Quarta-feira, 5 de outubro de 2011 - 08h04
Lucas Tatuí
“No Governo Confúcio Moura se repete o que acontecia na época do Governo Cassol, quando não havia abertura para o diálogo, forçando a deflagração de greves de servidores. Com esse novo governo, o Palácio Getúlio Vargas continua de portas fechadas para os sindicalistas”. As declarações são da dirigente sindical Mirtes Feitosa, que representa os servidores do Poder Executivo do Estado de Rondônia.
A sindicalista reclama que protocolizou, há mais de um mês, pedido de audiência com o governador, e que, até o momento, não obteve nenhuma resposta. “No dia 23 de agosto protocolizei um ofício solicitando uma audiência para tratar sobre assuntos de urgência, ligados aos interesses dos servidores, mas não recebemos nenhuma resposta, demonstrando assim total falta de atenção”, frisou.

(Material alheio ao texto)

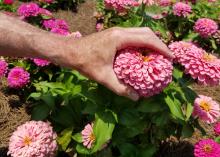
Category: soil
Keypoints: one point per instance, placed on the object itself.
(13, 111)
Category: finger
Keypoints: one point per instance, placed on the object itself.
(111, 81)
(144, 38)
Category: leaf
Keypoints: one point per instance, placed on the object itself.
(175, 108)
(40, 112)
(65, 138)
(77, 137)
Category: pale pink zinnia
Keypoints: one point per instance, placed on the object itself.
(41, 62)
(201, 65)
(206, 109)
(205, 27)
(148, 74)
(18, 77)
(217, 129)
(207, 148)
(88, 136)
(33, 139)
(28, 9)
(121, 5)
(3, 68)
(181, 9)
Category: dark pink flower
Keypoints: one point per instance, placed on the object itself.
(207, 148)
(148, 74)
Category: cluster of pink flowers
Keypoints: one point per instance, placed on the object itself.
(3, 68)
(88, 136)
(165, 3)
(217, 129)
(28, 9)
(33, 139)
(148, 74)
(206, 109)
(40, 62)
(181, 9)
(121, 5)
(18, 77)
(200, 65)
(207, 148)
(58, 26)
(8, 2)
(205, 27)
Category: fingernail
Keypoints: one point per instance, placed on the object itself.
(134, 95)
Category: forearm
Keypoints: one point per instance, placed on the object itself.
(18, 38)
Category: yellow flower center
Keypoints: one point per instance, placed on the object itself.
(92, 137)
(207, 148)
(27, 141)
(205, 106)
(208, 57)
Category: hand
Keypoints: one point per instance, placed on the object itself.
(95, 55)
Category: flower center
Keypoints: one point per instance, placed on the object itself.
(207, 148)
(27, 141)
(92, 137)
(208, 57)
(205, 106)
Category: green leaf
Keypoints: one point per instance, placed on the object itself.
(40, 112)
(187, 131)
(175, 108)
(65, 138)
(77, 137)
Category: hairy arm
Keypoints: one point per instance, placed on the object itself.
(92, 55)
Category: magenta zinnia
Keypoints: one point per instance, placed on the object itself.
(33, 139)
(148, 74)
(206, 109)
(28, 9)
(217, 129)
(181, 9)
(207, 148)
(3, 68)
(205, 27)
(199, 64)
(18, 77)
(88, 136)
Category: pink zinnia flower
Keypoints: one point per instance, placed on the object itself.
(33, 139)
(217, 129)
(121, 5)
(147, 74)
(206, 109)
(165, 3)
(88, 136)
(9, 2)
(41, 62)
(181, 9)
(207, 148)
(200, 65)
(18, 77)
(3, 68)
(205, 27)
(28, 9)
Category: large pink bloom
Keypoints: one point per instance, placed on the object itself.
(121, 5)
(206, 109)
(33, 139)
(18, 77)
(3, 67)
(217, 129)
(88, 136)
(200, 65)
(147, 74)
(181, 9)
(205, 27)
(28, 9)
(207, 148)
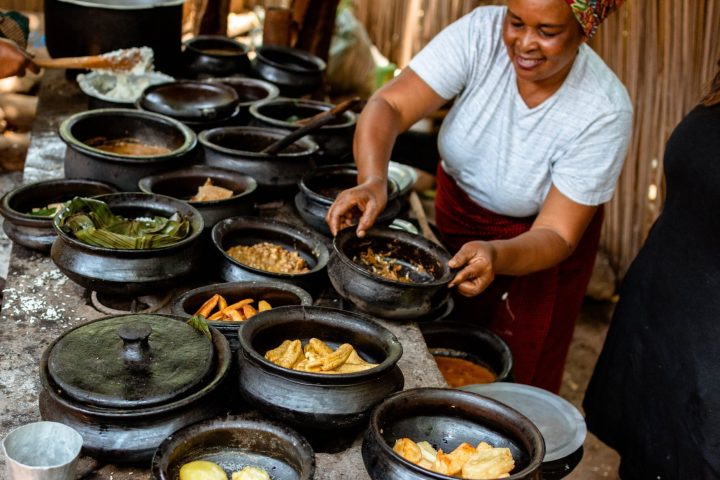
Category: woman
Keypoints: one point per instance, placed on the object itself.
(14, 60)
(655, 393)
(532, 146)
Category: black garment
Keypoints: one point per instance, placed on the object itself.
(655, 392)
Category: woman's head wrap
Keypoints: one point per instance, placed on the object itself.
(591, 13)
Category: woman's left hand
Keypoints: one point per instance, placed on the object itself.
(476, 263)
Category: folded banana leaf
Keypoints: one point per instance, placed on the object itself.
(92, 222)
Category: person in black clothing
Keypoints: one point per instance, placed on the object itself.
(14, 60)
(655, 393)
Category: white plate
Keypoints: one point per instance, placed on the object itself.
(561, 424)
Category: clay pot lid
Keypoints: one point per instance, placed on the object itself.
(130, 361)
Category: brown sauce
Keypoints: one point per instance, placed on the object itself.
(459, 372)
(127, 146)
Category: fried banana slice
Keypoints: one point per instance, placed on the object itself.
(488, 464)
(407, 449)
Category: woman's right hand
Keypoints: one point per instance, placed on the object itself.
(369, 197)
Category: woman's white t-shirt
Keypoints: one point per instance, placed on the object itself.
(505, 155)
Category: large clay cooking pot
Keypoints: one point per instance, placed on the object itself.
(126, 382)
(75, 28)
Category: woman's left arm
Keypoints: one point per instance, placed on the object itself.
(553, 237)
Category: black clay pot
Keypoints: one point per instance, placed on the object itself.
(195, 102)
(317, 401)
(233, 443)
(472, 343)
(334, 139)
(277, 294)
(251, 230)
(423, 261)
(238, 148)
(32, 231)
(445, 418)
(120, 170)
(75, 28)
(215, 56)
(117, 391)
(131, 272)
(250, 91)
(319, 188)
(295, 72)
(183, 184)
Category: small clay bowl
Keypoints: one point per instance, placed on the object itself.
(252, 230)
(183, 184)
(236, 442)
(32, 231)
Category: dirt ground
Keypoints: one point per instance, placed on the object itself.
(599, 461)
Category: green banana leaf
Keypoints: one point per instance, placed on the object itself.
(92, 222)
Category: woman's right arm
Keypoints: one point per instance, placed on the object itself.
(390, 111)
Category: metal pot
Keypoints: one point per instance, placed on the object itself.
(252, 230)
(75, 28)
(215, 56)
(125, 382)
(334, 139)
(124, 171)
(277, 294)
(183, 184)
(234, 442)
(319, 188)
(295, 72)
(317, 401)
(469, 342)
(34, 232)
(130, 272)
(238, 148)
(445, 418)
(382, 297)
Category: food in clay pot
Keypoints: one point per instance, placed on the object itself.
(125, 383)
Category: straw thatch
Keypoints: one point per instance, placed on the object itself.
(664, 51)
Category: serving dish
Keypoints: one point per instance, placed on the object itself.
(445, 418)
(183, 184)
(425, 264)
(36, 232)
(121, 170)
(236, 442)
(252, 230)
(334, 139)
(239, 149)
(125, 384)
(317, 401)
(277, 294)
(320, 186)
(128, 272)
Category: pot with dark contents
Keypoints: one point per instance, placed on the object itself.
(29, 209)
(259, 249)
(214, 205)
(314, 401)
(334, 139)
(215, 56)
(239, 149)
(276, 294)
(468, 354)
(445, 419)
(389, 273)
(124, 271)
(319, 188)
(120, 146)
(125, 382)
(294, 71)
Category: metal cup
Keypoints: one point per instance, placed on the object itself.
(42, 451)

Mirtes ainda revela que na última sexta-feira, dia 29 de setembro, foi novamente ao Palácio Getúlio Vargas para uma nova tentativa de audiência com o governador. “Voltamos a protocolizar mais uma solicitação de audiência para discutir a Pauta de Reivindicações dos trabalhadores, e esperamos que nos responda dessa vez”, disse a sindicalista.
“Queremos apenas um espaço na agenda do governador para discutir sobre questões como o Auxílio Saúde (levando em consideração salário e a faixa etária), como também buscar entendimento para que as Gratificações de Atividades Específicas sejam estendidas aos servidores que se encontram lotados no interior do Estado, visto que, independente da sua disposição, se encontram prestando suas atividades laborais em prol do Estado”, argumentou Mirtes Feitosa.
FALTA DE DIÁLOGO E CRISE
Os sete anos que antecederam o atual gestor estadual foram marcados pela falta de harmonia entre governo e sindicalistas. Não havendo diálogo e entendimento, os meios de conquistas recorridos, por parte dos representantes dos trabalhadores, foram as greves, atos públicos e protestos na Imprensa, na tentativa de atingir o governo e forçar uma flexibilização. Quando ocorreram vários movimentos paredistas, na educação, na saúde, na segurança, e até no setor fiscal fazendário - o que é muito raro neste setor.
A Eleição de um governo de oposição, em 2010, revelou um anseio de mudanças na forma de gerir o Estado. Antes mesmo de tomar posse, Confúcio Moura declarou: “não terá greve durante a minha gestão”, acenando para uma relação pacífica com os sindicalistas, baseada no diálogo. Inclusive, em seu primeiro mês no Palácio Getúlio Vargas, sentou-se à mesa com representantes dos trabalhadores da educação, quando foi discutido sobre medidas a serem adotadas pelo governo do Estado, visando valorização dos servidores e melhoria da qualidade do ensino nas escolas públicas estaduais.
Ao completar um ano do Governo Confúcio, a relação com os sindicalistas sofre desgastes. Para a sindicalista Mirtes Feitosa, um dos principais motivos são os impasses na questão do PCCS (Plano de Carreira, Cargos e Salários) que vêm sendo reivindicado por várias categorias. “As tentativas de diálogo têm se esbarrado na secretária-adjunta da Sead [Secretaria de Estado da Administração] sem ao menos chegar perto do gabinete do governador”, finalizou Mirtes.